RT department protocols were first developed in 1996. As technology progresses, the department updates them. One recent protocol addresses ventilator-associated pneumonia. Staff members had read about concerns with this type of pneumonia and decided to be proactive and develop protocols to address the situation. Instead of changing the disposable circuits on ventilators weekly, they are now changed on an as-needed basis.
The department has two medical directors, each of whom is affiliated with a different clinic. The medical directors review the protocols first and also do protocol trials before approving them.
Two 12-hour weekend shifts were also added. These team members get paid for 40 hours’ work. These new positions help meet staff needs and provided a good opportunity to get consistency in staffing on weekends and meet employee needs a little better, according to Nowell.
The culture of the WTH organization is its greatest strength, according to Hill. The caring and sharing among RTs and for their patients are evidenced throughout the entire organization, and so is the commitment to patient satisfaction. “I think the respiratory care department is one of the leaders in caring in the [WTH] organization,” he says. “Respiratory care is vital to the health care team.”
Department strengths also come from being a part of a larger health network, which provides more opportunities. “Our whole outlook is based on our organization’s philosophy,” explains Tisdale. “We emphasize teamwork and love and respect for each other. There’s a high level of teamwork between us and the nursing department, for example.”

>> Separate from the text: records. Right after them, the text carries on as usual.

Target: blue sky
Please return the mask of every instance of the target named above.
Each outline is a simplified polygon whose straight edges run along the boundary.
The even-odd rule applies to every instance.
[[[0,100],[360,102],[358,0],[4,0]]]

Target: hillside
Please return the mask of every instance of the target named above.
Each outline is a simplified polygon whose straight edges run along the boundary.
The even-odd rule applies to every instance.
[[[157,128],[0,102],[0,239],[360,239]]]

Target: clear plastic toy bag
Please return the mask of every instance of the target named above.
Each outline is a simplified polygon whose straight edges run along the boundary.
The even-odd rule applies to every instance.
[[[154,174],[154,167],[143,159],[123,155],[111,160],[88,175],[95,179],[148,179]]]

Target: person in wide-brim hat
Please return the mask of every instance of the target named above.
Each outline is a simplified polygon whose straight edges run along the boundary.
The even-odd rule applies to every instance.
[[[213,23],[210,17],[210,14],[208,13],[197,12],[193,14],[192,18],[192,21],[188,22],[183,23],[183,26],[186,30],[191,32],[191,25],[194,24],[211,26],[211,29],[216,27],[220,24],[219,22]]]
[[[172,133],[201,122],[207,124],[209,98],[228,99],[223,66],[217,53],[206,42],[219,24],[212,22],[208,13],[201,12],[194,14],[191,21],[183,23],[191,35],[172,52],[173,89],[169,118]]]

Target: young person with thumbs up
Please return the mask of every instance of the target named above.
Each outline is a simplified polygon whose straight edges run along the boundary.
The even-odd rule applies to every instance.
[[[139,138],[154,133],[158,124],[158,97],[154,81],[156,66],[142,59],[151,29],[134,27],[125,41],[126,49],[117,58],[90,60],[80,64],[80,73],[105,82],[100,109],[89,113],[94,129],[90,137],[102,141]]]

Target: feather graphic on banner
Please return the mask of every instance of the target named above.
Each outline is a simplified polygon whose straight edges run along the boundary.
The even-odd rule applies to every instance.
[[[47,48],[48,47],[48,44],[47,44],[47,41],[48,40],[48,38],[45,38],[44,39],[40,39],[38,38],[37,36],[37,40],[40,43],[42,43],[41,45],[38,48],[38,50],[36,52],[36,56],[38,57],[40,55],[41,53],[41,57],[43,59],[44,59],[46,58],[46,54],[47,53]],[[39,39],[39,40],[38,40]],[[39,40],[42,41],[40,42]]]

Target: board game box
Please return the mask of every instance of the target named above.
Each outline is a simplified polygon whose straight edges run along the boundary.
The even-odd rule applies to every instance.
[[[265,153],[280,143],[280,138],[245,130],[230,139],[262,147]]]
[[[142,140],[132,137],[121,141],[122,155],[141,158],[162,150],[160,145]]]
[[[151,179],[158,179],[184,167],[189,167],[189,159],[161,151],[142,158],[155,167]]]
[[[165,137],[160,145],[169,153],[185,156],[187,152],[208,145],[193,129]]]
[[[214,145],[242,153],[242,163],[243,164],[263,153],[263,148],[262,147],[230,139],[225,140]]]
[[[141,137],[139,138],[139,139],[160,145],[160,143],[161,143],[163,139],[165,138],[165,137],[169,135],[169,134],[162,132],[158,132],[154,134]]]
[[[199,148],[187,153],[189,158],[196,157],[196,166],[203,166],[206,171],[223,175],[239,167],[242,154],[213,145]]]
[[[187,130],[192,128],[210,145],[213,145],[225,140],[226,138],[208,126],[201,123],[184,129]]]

Jackson and surrounding areas were in the news lately when two tornadoes touched down there on May 5. RT staff members’ dedication to their jobs was impressive, according to Nowell. “We were called in that night for a disaster,” recalls Nowell. “No one refused or couldn’t make it in, with several living far away, as much as 60 miles. And many had to come back for their regular shift the next morning. We provided oxygen and treatments to pulmonary patients who lost electricity. We had therapists who lived many miles away who had to leave 2 hours early to get to work since their normal route was disrupted due to the damage. All employees took ownership of the situation, realizing the need to make it in to work. I was, and still continue to be, so very proud of our department staff.”
Tisdale acknowledges that a big challenge for their department is keeping up with technology. “I always tell our students, ‘You’re really just starting to learn.’ We are learning our jobs every year to keep up with technological changes. We have excellent doctors to back us up and we have to keep open to changing times,” he explains.
Another challenge, according to Owrey, is continuing to meet patient needs, since hospitalized patients’ conditions are often more acute today and thus require more intense care than in the past. “We want to continue being the best that we can be,” states Nowell.
“We just have the attitude that we’re good, but we realize we can always be better—that is our driving force,” Tisdale adds.
Laura L. Gater is a contributing writer to RT.